# boat house



## vonnagy (May 23, 2004)

it was a bit of crap day for photography for me today , i took over 150 shots and only 3 keepers. blech.. to top if off, i was in a really beautiful area 

anyways, heres the best of the crop today. might go and have another look later on to see if any others can be salvaged.

lighting was coming and going.. this one turned out ok, but not the best i've done:





this an old boat house, i kinda dig the lighting:


----------



## photobug (May 23, 2004)

Nice shots Mark, as usual. 

On the first one- have you tried some vertical crops around the path/tree? While pretty, there isn't really much going on in the left half of the frame. Cropping it adds some mystery to it I think.

That tree looks like it thinks it needs to hold that shed down in case the wind blows.
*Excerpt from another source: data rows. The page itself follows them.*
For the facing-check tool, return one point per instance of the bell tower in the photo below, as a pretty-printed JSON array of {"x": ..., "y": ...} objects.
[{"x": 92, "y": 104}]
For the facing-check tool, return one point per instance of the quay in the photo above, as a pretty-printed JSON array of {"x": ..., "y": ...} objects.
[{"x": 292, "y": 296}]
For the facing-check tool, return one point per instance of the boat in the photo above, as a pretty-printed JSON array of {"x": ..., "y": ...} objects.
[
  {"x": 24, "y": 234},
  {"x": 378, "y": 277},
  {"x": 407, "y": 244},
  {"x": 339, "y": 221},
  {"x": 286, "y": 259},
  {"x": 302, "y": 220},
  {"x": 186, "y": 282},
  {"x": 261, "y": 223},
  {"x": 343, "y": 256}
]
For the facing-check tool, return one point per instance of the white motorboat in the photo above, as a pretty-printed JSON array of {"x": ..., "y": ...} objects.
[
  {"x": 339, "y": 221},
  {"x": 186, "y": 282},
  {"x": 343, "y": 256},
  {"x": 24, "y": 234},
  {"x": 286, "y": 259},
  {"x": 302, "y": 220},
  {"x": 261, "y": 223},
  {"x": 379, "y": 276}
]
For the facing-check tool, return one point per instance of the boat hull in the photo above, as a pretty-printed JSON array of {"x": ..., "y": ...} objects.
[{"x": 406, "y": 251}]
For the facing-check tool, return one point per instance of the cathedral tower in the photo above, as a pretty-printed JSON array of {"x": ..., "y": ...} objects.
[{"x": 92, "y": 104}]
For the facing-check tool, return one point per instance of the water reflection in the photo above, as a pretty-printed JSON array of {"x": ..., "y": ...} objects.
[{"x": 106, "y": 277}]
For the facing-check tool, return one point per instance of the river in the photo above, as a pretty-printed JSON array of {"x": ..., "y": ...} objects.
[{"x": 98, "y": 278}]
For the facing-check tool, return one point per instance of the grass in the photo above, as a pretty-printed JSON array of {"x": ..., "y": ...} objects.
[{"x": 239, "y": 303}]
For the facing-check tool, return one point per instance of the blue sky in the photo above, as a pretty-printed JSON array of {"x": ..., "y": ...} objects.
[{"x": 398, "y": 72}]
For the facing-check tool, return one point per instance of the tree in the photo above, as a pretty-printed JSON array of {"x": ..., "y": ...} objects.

Great shot!


----------



## craig (May 23, 2004)

I enjoy the path in the first frame. Amazing lighting as always. Personally if I get 1 in 150 I am doing good.


----------



## Tammy (May 23, 2004)

Hey Mark,

If I had keepers like your keepers - I'd be thrilled. Once again you've posted some inspiring work.


----------



## vonnagy (May 24, 2004)

thanks for the comments. it just frustrating, i went to one of the most beautiful places i've been too (rangitoto) and most of my pics are subpar. 



			
				photobug said:
			
		

> Nice shots Mark, as usual.
> 
> On the first one- have you tried some vertical crops around the path/tree? While pretty, there isn't really much going on in the left half of the frame. Cropping it adds some mystery to it I think.
> 
> That tree looks like it thinks it needs to hold that shed down in case the wind blows. Great shot!



good suggestion on the path, thanks!


----------



## Harpper (May 24, 2004)

vonnagy said:
			
		

> thanks for the comments. it just frustrating, i went to one of the most beautiful places i've been too (rangitoto) and most of my pics are subpar.


You are not alone my friend. I've also experienced this. I really hate it when I go to a great place but I can't seem to capture the greatness about it.

Although these two pictures are still nice. I like the barren feeling I get from the first one. Your colors are great as usual.


----------



## terri (May 24, 2004)

Interesting, interesting.... I like your eye.   Don't beat yourself up over a subpar outing; you seldom have them and they're part of the whole gig.  

That boat house almost looks like it has a neon strip on it, my photoshoppy friend.....should that line be toned down a bit??   

And you said there were 3 keepers....I want to see #3 too!


----------



## anua (May 24, 2004)

hey, not baaaad , mister Nice!

first one:



> On the first one- have you tried some vertical crops around the path/tree? While pretty, there isn't really much going on in the left half of the frame. Cropping it adds some mystery to it I think.



i agree here....cropping is a good idea, my fav crop would be a square crop, i think....i mean - to crop a left side and a bit(a bit!)of right,the horizont would be at the center than, but with the square frame it would stand, i suppose...

second one:

hmmm....i like the pic..., i mean - i like the boat house, i like the tree, but something distracts me here.....im not sure, but i think this is the sky(right side sky)...i think the sky is too bright, its too competitive for a boat house(which is a main subject   )... im not sure how far you would like to go with 'PS help', but darker,nave blue sky would intensify the glow of the boat houses roof and add a 'mood' to a pic. (IMHO :twisted: )

anyway....they're not bad, mark!  
ah, and i would love to see the #3 keeper too!


----------



## Garbz (May 25, 2004)

hi looks fantastic.  how did you get the color like that.  Was it touched up?


----------



## bogleric (May 25, 2004)

Great job as always.  The depth of colors is excellent and so is the shadowing.  My favorite of the two is of the cabin.  It almost wants to tell me something..


----------